I’d like to use nvidia-driver-510
but when I tried it the computer is more glitchy / less responsive. Netflix especially stutters a ton. It works perfectly fine with 470 though. Hopefully this can be fixed? Why would this be the case?
- CUDA
So I have a fancy graphics card and no games to play with it. Since I dabble in machine learning, I figured I could start by installing CUDA and then getting PyTorch or Tensorflow or whatever on the computer afterwards. I tried the basic hello.cu
program which can be found here and after compiling it I get the following output:
cesar@themonolith:~$ ./hello
Max error: 2.000000
Yes, 2. It’s supposed to be zero. I believe at some point when messing with and installing/uninstalling different versions of drivers, I also got 1.000000
and even 0.000000
. Wtf? This might actually be the biggest issue once I try to do machine learning stuff again. Anyone have any ideas what is happening here?

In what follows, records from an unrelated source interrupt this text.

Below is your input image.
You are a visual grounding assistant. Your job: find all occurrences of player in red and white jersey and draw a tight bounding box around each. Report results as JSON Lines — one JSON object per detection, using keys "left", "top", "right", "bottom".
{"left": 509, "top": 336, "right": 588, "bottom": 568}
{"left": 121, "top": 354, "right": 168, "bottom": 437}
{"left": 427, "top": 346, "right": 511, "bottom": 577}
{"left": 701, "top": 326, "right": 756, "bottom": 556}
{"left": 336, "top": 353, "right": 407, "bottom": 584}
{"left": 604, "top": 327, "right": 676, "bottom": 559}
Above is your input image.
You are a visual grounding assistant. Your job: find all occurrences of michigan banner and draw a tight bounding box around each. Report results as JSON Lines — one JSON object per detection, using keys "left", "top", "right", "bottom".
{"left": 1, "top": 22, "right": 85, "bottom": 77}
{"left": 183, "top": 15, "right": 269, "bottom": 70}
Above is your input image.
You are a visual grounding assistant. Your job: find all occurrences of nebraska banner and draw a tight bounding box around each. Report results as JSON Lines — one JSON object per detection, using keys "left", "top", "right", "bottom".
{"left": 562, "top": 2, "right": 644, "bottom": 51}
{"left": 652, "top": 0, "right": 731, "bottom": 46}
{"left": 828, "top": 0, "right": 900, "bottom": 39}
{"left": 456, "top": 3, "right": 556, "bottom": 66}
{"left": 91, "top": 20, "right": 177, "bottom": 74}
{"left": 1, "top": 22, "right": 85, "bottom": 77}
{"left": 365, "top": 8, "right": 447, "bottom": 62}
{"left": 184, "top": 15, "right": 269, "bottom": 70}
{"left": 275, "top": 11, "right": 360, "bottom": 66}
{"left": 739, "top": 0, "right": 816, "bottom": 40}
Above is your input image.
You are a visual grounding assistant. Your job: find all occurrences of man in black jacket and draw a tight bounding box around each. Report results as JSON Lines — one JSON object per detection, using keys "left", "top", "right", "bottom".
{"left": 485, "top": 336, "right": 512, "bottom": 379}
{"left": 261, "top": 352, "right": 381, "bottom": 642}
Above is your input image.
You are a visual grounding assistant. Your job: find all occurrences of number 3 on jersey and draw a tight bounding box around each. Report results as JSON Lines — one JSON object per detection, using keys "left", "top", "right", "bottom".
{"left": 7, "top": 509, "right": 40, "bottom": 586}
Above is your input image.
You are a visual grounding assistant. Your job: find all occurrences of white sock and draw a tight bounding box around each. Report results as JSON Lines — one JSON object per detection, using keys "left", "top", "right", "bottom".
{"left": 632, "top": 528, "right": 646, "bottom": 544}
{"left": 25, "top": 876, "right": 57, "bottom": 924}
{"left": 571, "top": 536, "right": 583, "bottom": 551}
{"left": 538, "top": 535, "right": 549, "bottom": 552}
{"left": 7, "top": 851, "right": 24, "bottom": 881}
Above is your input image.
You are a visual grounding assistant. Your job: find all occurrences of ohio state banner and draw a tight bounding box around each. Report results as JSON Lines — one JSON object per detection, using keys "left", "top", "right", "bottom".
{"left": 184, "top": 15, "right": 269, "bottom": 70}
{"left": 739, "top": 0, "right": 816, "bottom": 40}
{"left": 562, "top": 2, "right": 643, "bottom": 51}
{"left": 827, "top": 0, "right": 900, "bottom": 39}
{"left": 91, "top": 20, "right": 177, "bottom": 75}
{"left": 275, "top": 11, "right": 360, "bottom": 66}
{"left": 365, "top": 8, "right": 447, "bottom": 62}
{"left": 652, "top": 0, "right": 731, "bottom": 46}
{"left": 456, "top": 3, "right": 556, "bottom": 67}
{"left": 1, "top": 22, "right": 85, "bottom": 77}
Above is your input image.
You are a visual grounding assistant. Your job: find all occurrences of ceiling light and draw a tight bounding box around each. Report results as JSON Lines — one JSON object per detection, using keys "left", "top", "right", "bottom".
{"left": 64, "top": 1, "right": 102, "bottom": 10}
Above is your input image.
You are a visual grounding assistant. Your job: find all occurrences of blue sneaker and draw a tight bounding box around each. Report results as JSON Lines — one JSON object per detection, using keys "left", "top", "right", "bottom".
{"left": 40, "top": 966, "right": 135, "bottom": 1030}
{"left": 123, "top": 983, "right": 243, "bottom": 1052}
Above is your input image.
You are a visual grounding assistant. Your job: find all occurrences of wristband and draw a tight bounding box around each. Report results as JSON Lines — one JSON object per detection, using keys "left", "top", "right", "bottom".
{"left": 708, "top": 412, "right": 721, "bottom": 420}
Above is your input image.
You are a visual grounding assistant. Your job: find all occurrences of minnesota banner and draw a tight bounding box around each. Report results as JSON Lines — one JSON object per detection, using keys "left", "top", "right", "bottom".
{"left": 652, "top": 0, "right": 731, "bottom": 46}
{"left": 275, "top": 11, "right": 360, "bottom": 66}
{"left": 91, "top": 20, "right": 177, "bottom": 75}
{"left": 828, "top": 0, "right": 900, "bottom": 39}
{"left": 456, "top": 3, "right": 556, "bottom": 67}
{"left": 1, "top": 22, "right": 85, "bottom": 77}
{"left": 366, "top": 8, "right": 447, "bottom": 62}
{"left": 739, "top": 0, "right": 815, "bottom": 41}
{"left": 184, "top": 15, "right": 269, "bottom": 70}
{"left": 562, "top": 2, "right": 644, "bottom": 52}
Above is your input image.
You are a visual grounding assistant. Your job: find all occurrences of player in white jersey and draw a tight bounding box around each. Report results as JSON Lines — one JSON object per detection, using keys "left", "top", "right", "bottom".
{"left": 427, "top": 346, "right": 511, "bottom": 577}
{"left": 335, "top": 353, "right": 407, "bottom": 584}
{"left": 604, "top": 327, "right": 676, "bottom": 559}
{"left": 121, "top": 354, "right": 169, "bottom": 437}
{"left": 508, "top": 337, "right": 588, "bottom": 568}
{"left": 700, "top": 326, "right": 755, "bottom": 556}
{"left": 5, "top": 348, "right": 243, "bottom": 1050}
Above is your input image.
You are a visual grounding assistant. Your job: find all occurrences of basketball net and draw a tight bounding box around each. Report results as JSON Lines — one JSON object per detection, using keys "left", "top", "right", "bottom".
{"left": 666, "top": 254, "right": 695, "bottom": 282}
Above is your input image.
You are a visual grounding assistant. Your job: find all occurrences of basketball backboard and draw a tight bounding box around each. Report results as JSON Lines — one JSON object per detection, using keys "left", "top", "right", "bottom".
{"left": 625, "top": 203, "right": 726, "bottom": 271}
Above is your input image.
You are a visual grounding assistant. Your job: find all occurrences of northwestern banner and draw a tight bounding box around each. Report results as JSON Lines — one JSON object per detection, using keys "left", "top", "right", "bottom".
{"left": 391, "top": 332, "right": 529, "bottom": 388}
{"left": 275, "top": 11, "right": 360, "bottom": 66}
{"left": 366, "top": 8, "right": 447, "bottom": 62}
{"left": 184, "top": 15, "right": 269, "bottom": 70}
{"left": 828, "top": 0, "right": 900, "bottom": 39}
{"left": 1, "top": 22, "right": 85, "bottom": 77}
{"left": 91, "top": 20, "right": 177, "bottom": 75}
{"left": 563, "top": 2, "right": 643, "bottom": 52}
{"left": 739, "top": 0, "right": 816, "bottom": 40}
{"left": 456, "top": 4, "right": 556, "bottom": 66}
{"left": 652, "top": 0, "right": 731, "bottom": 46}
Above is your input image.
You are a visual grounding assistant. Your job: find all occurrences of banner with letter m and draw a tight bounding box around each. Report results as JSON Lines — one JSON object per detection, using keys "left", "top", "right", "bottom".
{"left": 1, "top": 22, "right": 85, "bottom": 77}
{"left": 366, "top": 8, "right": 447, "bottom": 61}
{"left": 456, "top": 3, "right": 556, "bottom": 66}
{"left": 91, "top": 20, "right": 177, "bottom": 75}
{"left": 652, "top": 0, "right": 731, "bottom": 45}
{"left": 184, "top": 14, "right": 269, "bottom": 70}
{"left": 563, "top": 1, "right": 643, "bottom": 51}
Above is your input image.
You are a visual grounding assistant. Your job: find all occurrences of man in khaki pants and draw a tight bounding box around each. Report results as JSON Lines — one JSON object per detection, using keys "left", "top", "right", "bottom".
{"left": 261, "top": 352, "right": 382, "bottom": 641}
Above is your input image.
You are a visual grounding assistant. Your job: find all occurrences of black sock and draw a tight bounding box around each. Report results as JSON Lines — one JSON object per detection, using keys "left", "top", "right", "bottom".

My plan when I try this again will be to just uninstall and reinstall everything NVIDIA-related and see if that does it.
I’d love to help fix these bugs but the process of developing Linux for right now is very daunting to me. I wonder if I could figure it out.
Awesomeness
Using this computer is a dream. Mainly, I just like how fast and responsive it is. I don’t think I’ve ever seen it stutter in doing anything yet, and I also feel very empowered to eventually replace the processor if that ever becomes a bottleneck. I do wonder if I should have gotten an i7 or i9 but this one just hums along perfectly fine.
I tried some benchmarks (mostly Scrabble-related). I have a Scrabble endgame on which I used my Macondo engine, which takes about two hours on an older Macbook Pro with 16 GB of RAM. On my MBP (which only has 8 GB) I just eventually killed the process, and on my old iMac the program would just consistently crash after 30 or so minutes. Admittedly, this particular endgame is largely RAM-limited, but it also requires a fast processor – on this computer it only takes 7 minutes.
Doing a Monte Carlo simulation of a mid-game position uses all 16 cores (for some reason Ubuntu thinks I have 16 instead of 10 cores, I think it’s counting threads but I’m not going to fight it), and it’s very very fast. I can do many hundreds of iterations per second for most positions.
Interestingly enough, the single-core performance is actually slightly worse than that of the M1 chip on my Macbook Pro. I sort of expected that because the M1 chip really is a masterpiece of design. If there was a way I could have put that in this computer, I probably would have. I bet the $4K Mac Studio actually performs better on these benchmarks (but it’s twice the cost). But with 10 or 16 or whatever cores I’m ok with it.
Proof of my assertion, by contradiction
I said I could prove that 2022 is the year of the Linux desktop, and this proof will mainly have to be done by contradiction. It can’t be the year of the Windows desktop, because I can’t even get the damn operating system running on this computer, and I tried for hours. And I can’t find a Mac Studio to save my life for at least two months, and I bet even the top model’s Docker performance wouldn’t be as good as what I can get on this system (but that’s an unfair benchmark since Docker basically runs at native speed on Linux).